Acqua alta Venezia, Mose attivo ma ieri è stato un disastro. Brugnaro: “Rivedere cabina di regia” – FOTO

Ieri, martedì 8 dicembre, le paratie sono rimaste giù a causa di una previsione errata e la Città lagunare è tornata sott'acqua. Polemiche.

Cronaca Venezia, 09 Dicembre 2020 ore 09:24

Scongiurato il primo picco previsto stamattina, mercoledì, grazie al sollevamento del Mose nella notte. Nuovo massimo di 125 centimetri annunciato in questi minuti. Ieri invece è stato il disastro.

Acqua alta Venezia, Mose attivo oggi

Acqua alta Venezia, Mose attivo ma ieri è stato un disastro. Brugnaro: "Rivedere cabina di regia" - FOTO

Nella notte, poco dopo le 3, le paratie del Mose sono tornate ad alzarsi e così almeno l’ulteriore picco di acqua alta a Venezia (125 centimetri), previsto intorno alle 7 di stamattina, mercoledì 9 dicembre 2020, è stato scongiurato. L’alta marea è rimasta fuori dalla laguna e anche Piazza San Marco, con circa 60 centimetri sul medio mare, è rimasta all’asciutto.

Si fa per dire visto il disastro di ieri pomeriggio, martedì, quando il Mose è rimasto fermo al palo e – complice un improvviso mutamento delle condizioni climatiche, favorito da forte vento di scirocco e dalle piene dei fiumi ingrossati dalle piogge – la Città lagunare è finita nuovamente sott’acqua, con allagamenti che hanno creato diversi danni.

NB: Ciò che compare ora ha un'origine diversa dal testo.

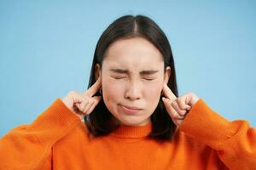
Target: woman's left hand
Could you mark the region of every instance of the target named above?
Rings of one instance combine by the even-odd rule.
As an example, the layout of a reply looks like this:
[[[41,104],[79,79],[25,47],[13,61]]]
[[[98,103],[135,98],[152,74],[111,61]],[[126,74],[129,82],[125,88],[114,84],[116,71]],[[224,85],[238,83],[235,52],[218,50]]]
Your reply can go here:
[[[163,93],[165,97],[162,98],[162,100],[166,109],[173,122],[179,127],[189,110],[199,100],[199,98],[193,93],[188,93],[177,98],[166,83],[164,84]]]

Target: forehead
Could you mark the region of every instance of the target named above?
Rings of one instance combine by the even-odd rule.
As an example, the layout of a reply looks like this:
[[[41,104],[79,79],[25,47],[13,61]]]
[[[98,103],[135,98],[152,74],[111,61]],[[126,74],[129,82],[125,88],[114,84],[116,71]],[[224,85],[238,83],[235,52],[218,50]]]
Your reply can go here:
[[[154,66],[163,63],[156,47],[143,37],[130,37],[113,42],[107,49],[103,63],[119,66]]]

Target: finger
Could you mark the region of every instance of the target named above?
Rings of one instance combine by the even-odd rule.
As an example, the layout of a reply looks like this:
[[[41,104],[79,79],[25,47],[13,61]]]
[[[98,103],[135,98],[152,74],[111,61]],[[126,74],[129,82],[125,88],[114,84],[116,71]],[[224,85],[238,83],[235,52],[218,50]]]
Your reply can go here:
[[[175,120],[174,123],[178,128],[182,124],[183,122],[183,120]]]
[[[95,101],[93,99],[91,99],[90,101],[90,103],[86,105],[86,107],[84,108],[84,110],[83,110],[83,112],[84,112],[84,115],[88,114],[88,110],[91,107],[91,105],[93,105],[94,102]]]
[[[183,96],[181,96],[180,98],[178,98],[177,99],[177,103],[179,106],[180,109],[182,110],[190,110],[191,106],[186,104],[186,99],[183,98]]]
[[[83,100],[80,104],[80,111],[83,111],[85,107],[90,104],[90,99],[85,99],[84,100]]]
[[[93,96],[102,87],[102,77],[101,75],[96,80],[96,82],[90,88],[87,89],[87,91],[84,93],[84,94],[87,94],[89,96]]]
[[[172,101],[174,101],[177,99],[176,95],[172,92],[172,90],[166,83],[164,83],[163,93],[164,95],[170,99]]]
[[[94,103],[93,105],[90,106],[90,108],[87,110],[86,114],[89,115],[90,114],[93,110],[95,109],[95,107],[98,105],[98,103],[100,102],[102,97],[101,96],[95,96],[95,100],[94,100]]]
[[[177,111],[172,106],[172,101],[166,98],[164,98],[164,104],[167,112],[172,119],[183,119],[183,116],[179,116]]]
[[[181,110],[177,103],[177,100],[172,103],[172,106],[174,108],[174,110],[177,111],[177,113],[181,116],[184,116],[186,114],[187,110]]]

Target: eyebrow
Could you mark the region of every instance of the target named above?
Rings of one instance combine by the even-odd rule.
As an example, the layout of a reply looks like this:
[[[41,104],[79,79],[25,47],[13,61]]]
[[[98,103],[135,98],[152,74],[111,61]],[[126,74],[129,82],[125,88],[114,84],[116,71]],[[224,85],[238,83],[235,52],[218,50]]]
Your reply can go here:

Acqua alta Venezia, Mose attivo ma ieri è stato un disastro. Brugnaro: "Rivedere cabina di regia" - FOTO

Situazione precipitata all’improvviso

L’opera “salva Venezia” non è stata attivata ieri perché le previsioni, dopo due interventi risolutivi nello scorso fine settimana, non facevano presagire un picco di acqua granda simile, comunque al di sotto dei 130 centimetri fissati per l’attivazione del Mose. Invece poi, già in mattinata, si è capito che le cose stavano per precipitare e che, sospinta dal forte vento proveniente da est, la marea si ingrossava ben più di quanto ci si attendesse. Troppo tardi per far scattare la protezione del Mose. Già nel primo pomeriggio l’acqua ha invaso nuovamente Venezia, inclusa la Basilica di San Marco, toccando anche quota 148 centimetri.

Acqua alta Venezia, Mose attivo ma ieri è stato un disastro. Brugnaro: "Rivedere cabina di regia" - FOTO

Brugnaro: “Rivedere cabina di regia e protocolli”

Il Centro Previsione e Segnalazione Maree ha comunicato che è previsto un nuovo massimo di 125 cm alle ore 9.30 di oggi, mercoledì 9 dicembre. Sistema MOSE attivo. Ma fenomeni di acqua alta sono segnalati per tutta la settimana.

“Nelle prossime ore sono previsti altri picchi di Acqua Alta. Stiamo lavorando con il commissario Spitz perché il Mose vada in funzione questa notte alla minima di marea, verso le 00.40 – aveva detto ieri a caldo il sindaco, Luigi Brugnaro – C’è stato un aumento della marea a causa di fattori contingenti. Siamo tutti operativi e seguiamo l’evolversi della situazione. Necessario rivedere la cabina di regia e creare protocolli più rapidi. Stiamo lavorando per attivare il Mose stanotte in previsione del picco di domani”.

 

“Ora in Piazza San Marco per verificare la situazione. C’è una leale collaborazione tra istituzioni, ma dobbiamo far sì che sia la Città a decidere quando attivare il Mose. Non c’è alcun tipo di polemica ma una reale volontà di accorciare la catena di comando“, sempre ieri il primo cittadino.